Ben Bascom
Ben Bascom arrives in Morgantown after a career at Ball State University in Muncie, Indiana, where he taught early and nineteenth-century American literatures and LGBTQIA+ literatures and cultures. His book, Feeling Singular: Queer Masculinities in the Early United States (Oxford UP, 2024), tells an alternative account about the early US through focusing on outsiders who desired to belong but faced a series of exclusions that rendered their lives queer. This work pivots from a canon-focused literary corpus to plumb instead the rich and compelling archives and ephemera of neglected life stories. After having finished this project, he has entered the beginning stages of a second book project that considers the relationship between what today gets called “mental health” and sexuality. This project provides a back history, for example, of how itinerant medicine and science in the nineteenth century shaped the way people accessed their bodies and their pleasures in ways similar to contemporary pop cultural self-help personality books.
Dr. Bascom’s other academic interests include affect and queer theories, visual culture and material text studies, psychoanalysis, and performance art. He plans to further grow his interests in environmental humanities and disability studies.

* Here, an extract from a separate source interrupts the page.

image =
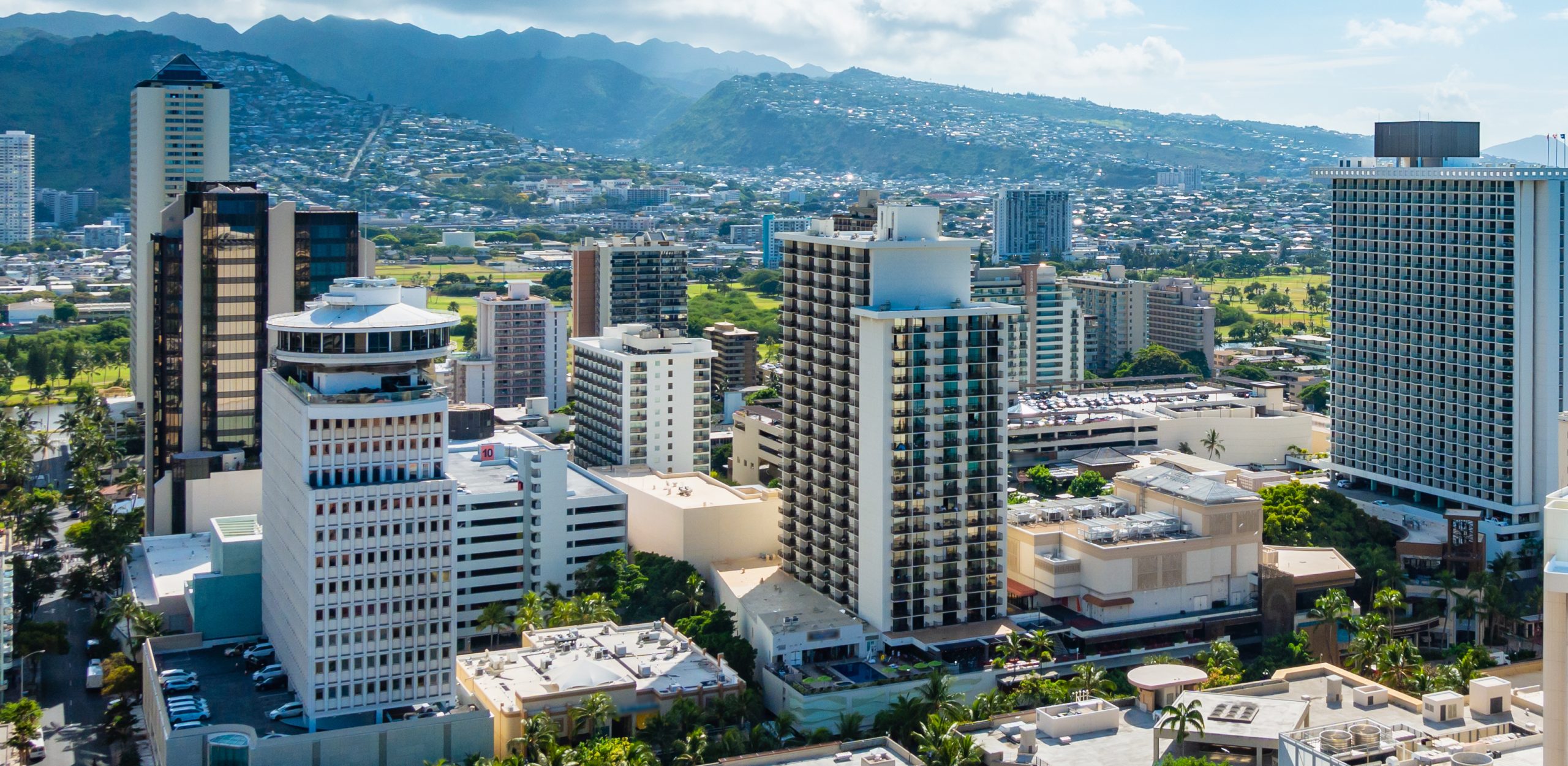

As an avid and innovative teacher, Dr. Bascom thinks of the classroom as a space to explore ideas in collaborative and collective environments. He currently serves on the editorial boards of J19: The Journal of Nineteenth-Century Americanists and American Literary History, and he has published essays and book reviews in those journals in addition to Early American Literature, Arizona Quarterly, American Literature, among others. He is the incoming co-editor with Christopher Hanlon (Arizona State University) of American Literary History Review (Oxford UP) and looks forward to providing WVU graduate students with opportunities to engage with editorial work.